The committee report sets out clear and practical recommendations: validated assessment tools, scaling up specialist services, strengthening pre-release planning, improving continuity of care and expanding treatment conditions in community disposals. Those must be implemented in full and without delay. However, we should not mistake implementation for completion. If prisons remain overcrowded, remand continues to be overused and short sentences persist for low-level offending, we will continue to recycle people through systems that exacerbate instability, harm and ill health. As Elena Whitham said, such punishment cannot support recovery.
The Scottish Greens believe that we must reduce the prison population as a matter of urgency—not recklessly, but responsibly and in a way that is evidence led. We must stop locking up people—especially women, as Rona Mackay highlighted—who do not pose a risk to others. Instead, we must invest in community justice, housing first, and mental health and addiction services that people can access without entering the justice system at all.
Those who are incarcerated need the staff who support them to have the support, training and equipment that they need. As Pauline McNeill and others have recognised, staff should not have their own health and safety compromised as a consequence of incidents involving substance misuse.
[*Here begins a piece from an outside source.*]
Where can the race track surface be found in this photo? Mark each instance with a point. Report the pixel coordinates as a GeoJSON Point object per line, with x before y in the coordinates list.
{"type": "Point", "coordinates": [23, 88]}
We should also be bold on harm reduction through universal access to medication-assisted treatment; consideration of supervised consumption models in custodial settings; naloxone provision that is opt-out rather than opt-in; and peer-led recovery communities that are embedded in every establishment. Incarceration should not be a barrier to healthcare, whether that is medical or psychological support that is needed and then provided.
Above all, we must guarantee that liberation from prison does not mean abandonment by the state. No one should leave custody to homelessness. No one should leave without healthcare continuity. As Mark Griffin and others have highlighted, no one should leave without a plan. Justice that ends at the prison gate is not justice—it is abdication.
I place on record my thanks for the work of the Prison Officers Association on this important issue and for its briefing for the debate. I am grateful, too, for the information that Scottish Health Action on Alcohol Problems provided.
The committee’s report shines a light on a crisis that has been hidden for too long. The real test now is political will. Will we treat substance use as the health issue that it is? Will we invest upstream rather than paying downstream? Will we choose restoration over retribution? The Scottish Greens will continue to push for a justice system that is rooted in compassion, accountability and care—one that understands that healing communities requires healing people—because, if we want safer communities, we must build healthier and more equal ones.